I'm using flow::graph API to build a pipeline that processes live video. There is a fixed part of this pipeline built on application startup, schematically as follows:
camera_source_node => limiter_node(6) => .... => display_node => recycle_node => limiter_node.decrement
The part in dots is made up of different graph segments that I switch at run time (after stopping the graph of course).
Now, consider the following segment:
camera_source_node => limiter_node(6) => light_node => very_busy_node => display_node => recycle_node => limiter_node.decrement
I'm using 6 as the maximal number of messages / video_frames allowed within the graph, as a compromise between various graph segment needs, but in the example above, most of those messages are accumulated in the input queue of the very_busy_node, which is the bottleneck.

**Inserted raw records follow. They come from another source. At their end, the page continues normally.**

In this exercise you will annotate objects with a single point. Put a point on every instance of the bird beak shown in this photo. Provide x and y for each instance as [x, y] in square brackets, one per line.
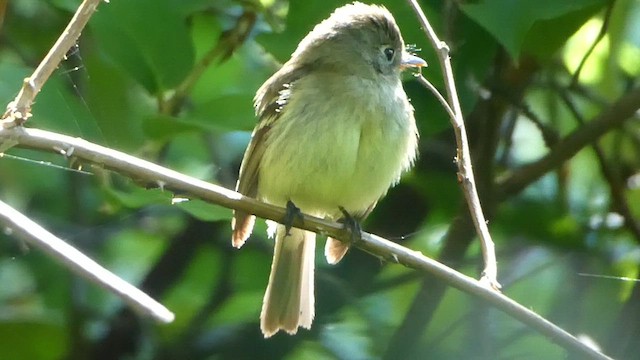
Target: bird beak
[409, 61]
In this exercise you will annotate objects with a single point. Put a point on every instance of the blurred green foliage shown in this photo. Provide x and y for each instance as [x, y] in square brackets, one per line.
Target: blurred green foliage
[514, 62]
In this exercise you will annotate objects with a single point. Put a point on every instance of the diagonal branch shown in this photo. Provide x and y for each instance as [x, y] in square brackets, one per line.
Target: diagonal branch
[36, 235]
[463, 157]
[615, 115]
[19, 110]
[139, 169]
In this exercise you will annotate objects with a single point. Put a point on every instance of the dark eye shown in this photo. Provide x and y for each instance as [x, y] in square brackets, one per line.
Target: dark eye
[389, 52]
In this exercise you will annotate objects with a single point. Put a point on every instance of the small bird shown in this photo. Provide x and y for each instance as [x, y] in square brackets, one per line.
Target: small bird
[335, 132]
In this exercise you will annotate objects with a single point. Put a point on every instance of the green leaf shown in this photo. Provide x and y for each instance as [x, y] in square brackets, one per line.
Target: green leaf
[164, 128]
[138, 197]
[510, 21]
[146, 39]
[32, 338]
[228, 112]
[204, 211]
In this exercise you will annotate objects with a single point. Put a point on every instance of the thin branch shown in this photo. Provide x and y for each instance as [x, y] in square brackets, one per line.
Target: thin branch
[615, 115]
[426, 83]
[36, 235]
[228, 42]
[139, 169]
[603, 31]
[19, 110]
[463, 158]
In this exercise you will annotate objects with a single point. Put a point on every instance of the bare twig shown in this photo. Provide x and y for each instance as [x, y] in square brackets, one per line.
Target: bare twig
[19, 110]
[228, 42]
[36, 235]
[463, 157]
[609, 171]
[139, 169]
[603, 31]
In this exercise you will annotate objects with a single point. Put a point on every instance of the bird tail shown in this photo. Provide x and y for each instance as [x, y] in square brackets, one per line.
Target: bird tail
[289, 300]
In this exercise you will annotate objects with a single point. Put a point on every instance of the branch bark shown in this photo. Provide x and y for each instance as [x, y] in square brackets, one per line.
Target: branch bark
[463, 157]
[36, 235]
[140, 169]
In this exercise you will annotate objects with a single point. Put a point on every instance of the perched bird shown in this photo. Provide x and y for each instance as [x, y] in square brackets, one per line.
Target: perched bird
[336, 130]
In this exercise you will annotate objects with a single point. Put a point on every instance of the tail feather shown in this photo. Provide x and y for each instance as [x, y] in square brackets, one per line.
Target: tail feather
[289, 299]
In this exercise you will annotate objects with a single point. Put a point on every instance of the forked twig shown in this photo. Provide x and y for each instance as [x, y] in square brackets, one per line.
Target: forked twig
[463, 157]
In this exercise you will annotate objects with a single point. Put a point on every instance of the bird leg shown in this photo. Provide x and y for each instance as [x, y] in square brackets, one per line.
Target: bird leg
[293, 212]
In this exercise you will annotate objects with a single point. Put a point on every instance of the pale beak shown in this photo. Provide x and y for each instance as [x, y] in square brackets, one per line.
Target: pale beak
[409, 61]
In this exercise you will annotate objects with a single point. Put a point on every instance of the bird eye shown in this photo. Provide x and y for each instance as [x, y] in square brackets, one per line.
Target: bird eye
[389, 53]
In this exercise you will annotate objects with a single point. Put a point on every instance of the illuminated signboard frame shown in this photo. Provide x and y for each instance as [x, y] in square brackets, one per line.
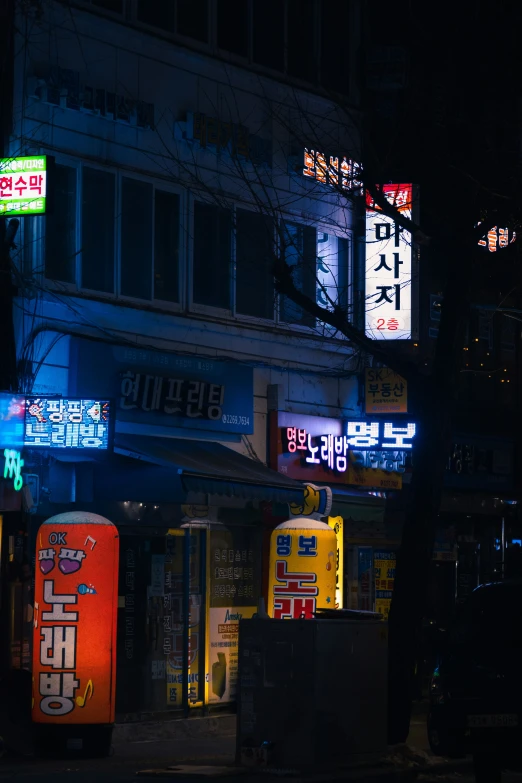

If I would halve the threshold of limiter_node from 6 to 3, the time it takes a video_frame from camera to display is halved too, because each message waiting in the input queue of very_busy_node contributes to this latency. But other graph segments would perform less optimally with such a small number of allowed messages.
What I want to do is to somehow move the extra messages from the input queue of very_busy_node to the input queue of recycle_node, which is outside the path between camera and display. For that to happen, recycle_node should delay messages a little more than very_busy_node.
The problem is I don't know which node is the bottleneck in various graph segments, so I have to measure the average time each node takes to process messages, but some nodes have a concurrency higher than 1, which complicates things because while they report the maximal time, they may not be the bottleneck thanks to parallelism. Dividing their time by their concurrency doesn't give the right answer either, because if I've set their concurrency to 4, there's not guarantee 4 messages are being processed simultaneously.
This is my first time using tbb and I don't know all the available tools the API provides, so my question to the people that have a deeper understanding of this platform than me is, are there any tools available to tackle this problem?
Regarding your question about performance and bottlenecks investigation, you could start with Flow Graph Analyzer which allows you to capture the performance data from running Intel® TBB Flow Graph applications.
Moreover, you could look at this usage scenario, which seems like similar to yours.